When caring for calathea at home, it is necessary to provide certain temperature conditions. Plants do not tolerate cold drafts and require a temperature of at least 18 ° C in winter. In the spring-summer period, the optimum temperature during the day should be 22-30 ° C, at night it can be a little cooler. A sudden change in temperature can be detrimental to the most tender varieties, causing the leaves to become lethargic and rot.

Calathea is very demanding on watering, especially in the summer. In addition, the plant needs high humidity. Water abundantly in summer. Well-settled or filtered water is regularly sprayed with a fine spray, since large drops of water should not fall on the leaves – dark spots may appear on them. Species with soft velvety leaves do not spray or wipe – for them they create a moist environment in the pan from moss, pebbles or expanded clay, filled with water. The bottom of the pot should not touch the water.

Reduce watering in winter. Dry air causes yellowing, drying and curling of the leaves, with an excess of moisture, the roots rot. If you do not adjust the watering regime, then the calathea can completely shed its leaves. Calathea Makoya is especially sensitive to waterlogging of the soil substrate.

During the period of active growth, plants are fed once every two weeks with a weak (0.5% or less of the norm) solution of mineral fertilizers with a low calcium content. For Calathea saffron, fertilizers for flowering plants are used.

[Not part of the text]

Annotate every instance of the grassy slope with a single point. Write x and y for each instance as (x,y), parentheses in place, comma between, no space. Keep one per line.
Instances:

Young calatheas are transplanted annually, adults – once every two years in late spring or summer. When transplanting, old dying leaves are removed. A pot for plants is chosen shallow. The soil should be nutritious, loose and permeable, slightly acidic (pH up to 6). The optimal soil mixture is prepared from leaf and humus soil, peat and sand (1: 1: 1: 0.5). Good drainage is required (up to 1/4 of the height of the pot).

Reproduction of Calathea

Calathea is propagated by dividing the bush. These plants form rhizomes and nodules, in the adult state the rhizomes branch and are easily separated during transplantation. Large calatheas are carefully divided into two or three new specimens, while trying not to damage the roots. Planted in a peat-based substrate, after which it is thoroughly watered with lukewarm water and the surface is allowed to dry before the next watering. The pots are placed in a loosely tied plastic bag and kept in a warm place until new leaves appear. When the plant is well rooted, it is transferred to a larger pot, 2 cm larger than the previous one. The optimum temperature for growing a healthy plant is 22-24°C.

Young calathea flowers are kept in a shady place, regularly sprayed and watered abundantly. With the onset of intensive growth, in the summer, feed every three weeks. The following year, the plant is transplanted into a larger pot and cared for as an adult plant.

Indoor calatheas infect spider mites, scale insects. If the optimal mode of keeping the plant is violated, a change in color, various necrosis and death of the leaves, as well as rotting of the roots, are possible.